For all of the young creative talent that has just graduated and is on the hunt for a job, it’s time to risk reward. The first risk to take is to sacrifice the immediate reward of landing a "better" job than your peers. Because when you’re looking for a job, competing with other new talent, intimidated at how few of you will go on to have the creative careers you want, it’s hard to look ahead with any real clarity.
Yet this is the time when having clarity is so important.
To lighten that weight on your shoulders, remind yourself of what someone much smarter than me once said: Life isn’t what happens, life is how you react to what happens. As soon as you're able to see clearly and set your sights where they should be, you'll quickly realize it isn't so much your choices that'll get you where you want to be as much as it is the way you react to what happens along the way.
So have the confidence to put the creative vision you have ahead of short-term gain. Here's how:
Remember that passion is the world’s most redeeming quality. Passion can overcome almost anything. There are a lot of people who like to pretend they have unnatural talent handed down from above. The truth is, being great at anything takes giving it everything. Don’t be intimidated by people you’ve met for who it all appears to come so easily. Never let that make you lose heart. The most talented people I have ever met want it, and work harder for it, than anyone else.

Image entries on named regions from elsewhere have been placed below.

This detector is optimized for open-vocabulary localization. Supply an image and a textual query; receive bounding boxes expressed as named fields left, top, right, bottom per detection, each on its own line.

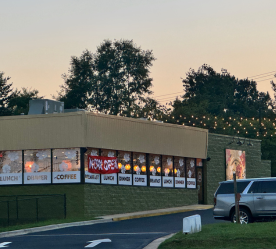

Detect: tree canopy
left=8, top=87, right=43, bottom=115
left=180, top=64, right=272, bottom=117
left=59, top=40, right=155, bottom=116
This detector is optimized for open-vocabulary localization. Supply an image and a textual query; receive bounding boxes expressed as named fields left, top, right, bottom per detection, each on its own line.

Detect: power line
left=248, top=71, right=276, bottom=78
left=257, top=77, right=275, bottom=83
left=252, top=73, right=275, bottom=80
left=153, top=91, right=183, bottom=98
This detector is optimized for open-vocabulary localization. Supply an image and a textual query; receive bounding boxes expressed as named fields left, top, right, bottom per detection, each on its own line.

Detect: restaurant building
left=0, top=101, right=270, bottom=216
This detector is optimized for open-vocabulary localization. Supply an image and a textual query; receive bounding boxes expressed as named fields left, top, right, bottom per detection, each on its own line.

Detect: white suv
left=213, top=178, right=276, bottom=224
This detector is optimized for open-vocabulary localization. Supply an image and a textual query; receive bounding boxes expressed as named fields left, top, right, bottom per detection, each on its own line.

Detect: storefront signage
left=0, top=173, right=22, bottom=185
left=101, top=174, right=117, bottom=184
left=88, top=155, right=119, bottom=174
left=118, top=173, right=132, bottom=185
left=162, top=176, right=173, bottom=188
left=150, top=176, right=162, bottom=187
left=226, top=149, right=246, bottom=180
left=85, top=171, right=101, bottom=183
left=53, top=171, right=80, bottom=183
left=24, top=172, right=51, bottom=184
left=133, top=175, right=147, bottom=186
left=174, top=177, right=185, bottom=188
left=187, top=178, right=196, bottom=188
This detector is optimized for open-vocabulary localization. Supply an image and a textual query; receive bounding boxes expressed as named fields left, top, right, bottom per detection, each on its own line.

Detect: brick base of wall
left=84, top=184, right=198, bottom=216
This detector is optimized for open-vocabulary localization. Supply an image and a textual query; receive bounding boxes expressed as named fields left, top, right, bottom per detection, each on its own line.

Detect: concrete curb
left=112, top=209, right=194, bottom=221
left=143, top=233, right=175, bottom=249
left=109, top=205, right=213, bottom=221
left=0, top=205, right=213, bottom=240
left=0, top=219, right=112, bottom=238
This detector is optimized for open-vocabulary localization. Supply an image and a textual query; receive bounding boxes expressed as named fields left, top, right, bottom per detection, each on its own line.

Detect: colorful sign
left=88, top=155, right=119, bottom=174
left=187, top=178, right=196, bottom=188
left=150, top=176, right=162, bottom=187
left=52, top=171, right=80, bottom=183
left=226, top=149, right=246, bottom=180
left=24, top=172, right=51, bottom=184
left=174, top=177, right=185, bottom=188
left=85, top=171, right=101, bottom=183
left=0, top=173, right=22, bottom=185
left=163, top=176, right=173, bottom=188
left=101, top=173, right=117, bottom=184
left=118, top=173, right=132, bottom=185
left=133, top=175, right=147, bottom=186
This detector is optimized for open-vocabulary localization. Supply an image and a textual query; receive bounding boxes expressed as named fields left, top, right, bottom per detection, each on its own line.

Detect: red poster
left=88, top=156, right=119, bottom=174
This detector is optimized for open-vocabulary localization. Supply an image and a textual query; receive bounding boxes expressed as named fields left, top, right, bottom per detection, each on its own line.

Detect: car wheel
left=231, top=207, right=253, bottom=224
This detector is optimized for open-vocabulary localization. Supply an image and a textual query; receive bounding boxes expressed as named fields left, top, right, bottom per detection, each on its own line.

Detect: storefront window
left=186, top=158, right=196, bottom=188
left=0, top=151, right=22, bottom=185
left=53, top=148, right=80, bottom=183
left=196, top=158, right=203, bottom=167
left=84, top=148, right=100, bottom=183
left=149, top=154, right=162, bottom=187
left=174, top=157, right=186, bottom=188
left=101, top=149, right=117, bottom=184
left=118, top=151, right=132, bottom=185
left=24, top=150, right=51, bottom=184
left=133, top=152, right=147, bottom=186
left=162, top=156, right=174, bottom=188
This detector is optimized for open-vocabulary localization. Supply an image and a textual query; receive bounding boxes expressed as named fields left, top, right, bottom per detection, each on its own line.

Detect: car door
left=254, top=181, right=276, bottom=216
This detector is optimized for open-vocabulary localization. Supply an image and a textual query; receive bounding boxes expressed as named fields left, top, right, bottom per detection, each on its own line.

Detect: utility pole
left=233, top=172, right=240, bottom=224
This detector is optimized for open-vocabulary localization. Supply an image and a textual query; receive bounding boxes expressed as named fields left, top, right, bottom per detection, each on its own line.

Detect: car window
left=216, top=181, right=250, bottom=195
left=260, top=181, right=276, bottom=193
left=248, top=182, right=260, bottom=193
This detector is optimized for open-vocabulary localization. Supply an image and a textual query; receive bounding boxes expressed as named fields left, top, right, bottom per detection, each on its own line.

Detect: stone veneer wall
left=84, top=184, right=198, bottom=216
left=204, top=133, right=271, bottom=204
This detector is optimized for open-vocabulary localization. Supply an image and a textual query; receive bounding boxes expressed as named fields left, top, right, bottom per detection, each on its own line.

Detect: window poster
left=226, top=149, right=246, bottom=180
left=174, top=157, right=186, bottom=188
left=84, top=148, right=101, bottom=183
left=149, top=154, right=162, bottom=187
left=101, top=150, right=118, bottom=184
left=118, top=151, right=132, bottom=185
left=162, top=156, right=174, bottom=188
left=133, top=152, right=147, bottom=186
left=24, top=150, right=51, bottom=184
left=0, top=151, right=22, bottom=185
left=186, top=158, right=196, bottom=188
left=52, top=148, right=80, bottom=183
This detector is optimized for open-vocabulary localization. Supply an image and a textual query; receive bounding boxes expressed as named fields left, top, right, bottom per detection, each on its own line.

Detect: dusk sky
left=0, top=0, right=276, bottom=103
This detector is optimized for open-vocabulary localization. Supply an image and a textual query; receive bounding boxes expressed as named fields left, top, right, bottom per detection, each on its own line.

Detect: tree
left=57, top=50, right=94, bottom=109
left=8, top=87, right=43, bottom=115
left=59, top=40, right=155, bottom=116
left=182, top=64, right=271, bottom=117
left=0, top=72, right=13, bottom=116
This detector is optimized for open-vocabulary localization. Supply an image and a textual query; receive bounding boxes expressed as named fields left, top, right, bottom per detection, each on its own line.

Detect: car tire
left=231, top=207, right=253, bottom=224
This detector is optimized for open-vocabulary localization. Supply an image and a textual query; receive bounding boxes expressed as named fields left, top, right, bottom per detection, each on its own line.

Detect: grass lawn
left=0, top=218, right=96, bottom=232
left=158, top=222, right=276, bottom=249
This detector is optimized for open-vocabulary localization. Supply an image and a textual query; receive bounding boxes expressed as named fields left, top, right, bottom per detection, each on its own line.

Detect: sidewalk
left=0, top=205, right=213, bottom=249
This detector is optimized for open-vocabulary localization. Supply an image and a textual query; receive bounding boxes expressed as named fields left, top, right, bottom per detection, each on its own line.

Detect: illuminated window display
left=101, top=150, right=117, bottom=184
left=53, top=148, right=80, bottom=183
left=149, top=154, right=162, bottom=187
left=162, top=156, right=174, bottom=188
left=24, top=150, right=51, bottom=184
left=174, top=157, right=186, bottom=188
left=133, top=152, right=147, bottom=186
left=0, top=151, right=22, bottom=185
left=118, top=151, right=132, bottom=185
left=84, top=148, right=101, bottom=183
left=196, top=158, right=203, bottom=167
left=186, top=158, right=196, bottom=188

During times of doubt, when you're unsure if you have what it takes, make sure of one thing — don’t let the type of work you’re passionate about die in the process of getting a job. Don’t get a job, but lose something much more valuable — what makes you different. And never forget raw passion trumps raw talent every single day. Passion will prevail above all else.
Crave the struggle, not the glory. Ask yourself: What are you prepared to fight for? What pursuit will not dampen your spirits a thousand rejections in? What process can you imagine yourself falling in love with?
Behind every piece of work you’ve loved, there was a messy struggle, somewhere. So learn to fall in love with the part that happens before you put something out into the world. The moments you're not at your best, the rejections, remind yourself they're all just necessary steps to get to where you want to be. Use those moments to develop your own habits, your own ways of working your way out of the issues. Bring your art to the process, not the outcome.
Read between the lines of great writing. Learn that writing isn’t about vocabulary, it’s about choices. Music isn’t about trends, it’s about setting a mood. And as you go through the sell-in, approval and production process, learn to identify the one thing about your idea you cannot budge on. Protect and hang onto it with everything you have.
In this era of collaboration, learn to place value on being alone, with time to wipe away all the clutter and think about the problem at hand, armed with nothing but a pen to write down your thoughts.
Over time, you'll see it becomes less of a struggle, because you entered it like a pro and knew that behind every glorious end result, there was always an un-glorious path there.
Listen: It’s the most powerful creative weapon you have. No one talks about the most important creative skill there is. Because in a world of self-expression, it's counter intuitive. But the ability to listen to yourself is at the heart of all creative achievement. There are no prodigies; instead there are some people who learn to listen to themselves earlier than everyone else.
Creating by your own rules, not those determined by someone else or an industry, starts with listening. What sort of creative person do you want to be? What impact do you want to have? Creative industries today are rife with so many dangling carrots in the form of awards, that we’ve become consumers of ourselves. Caught in our own trap. A word of caution - don’t squash who you can be in the pursuit of the same thing everyone else is after.
Change your thinking. Question the traditional definition of talent. The group of students you graduated with, I would argue, is not comprised of talented and untalented people. Your success isn't dependent on how good or not that person applying alongside you is. It's not even entirely dependent on how good or not you are. Your success is almost entirely dependent on how you react — to competition, to criticism, to writer’s block, to self-doubt, to never having enough time, to having the courage to do what everyone is telling you not to.
So as decision time comes, don't forget to take some time to clear your mind, set your sights, and chart a course armed with the ‘talent’ to react to whatever tries to take you off course along the way.
Risk reward. If you do there will be a much bigger prize waiting for you down the road.
Leo Premutico is co-founder and chief creative officer of Johannes Leonardo.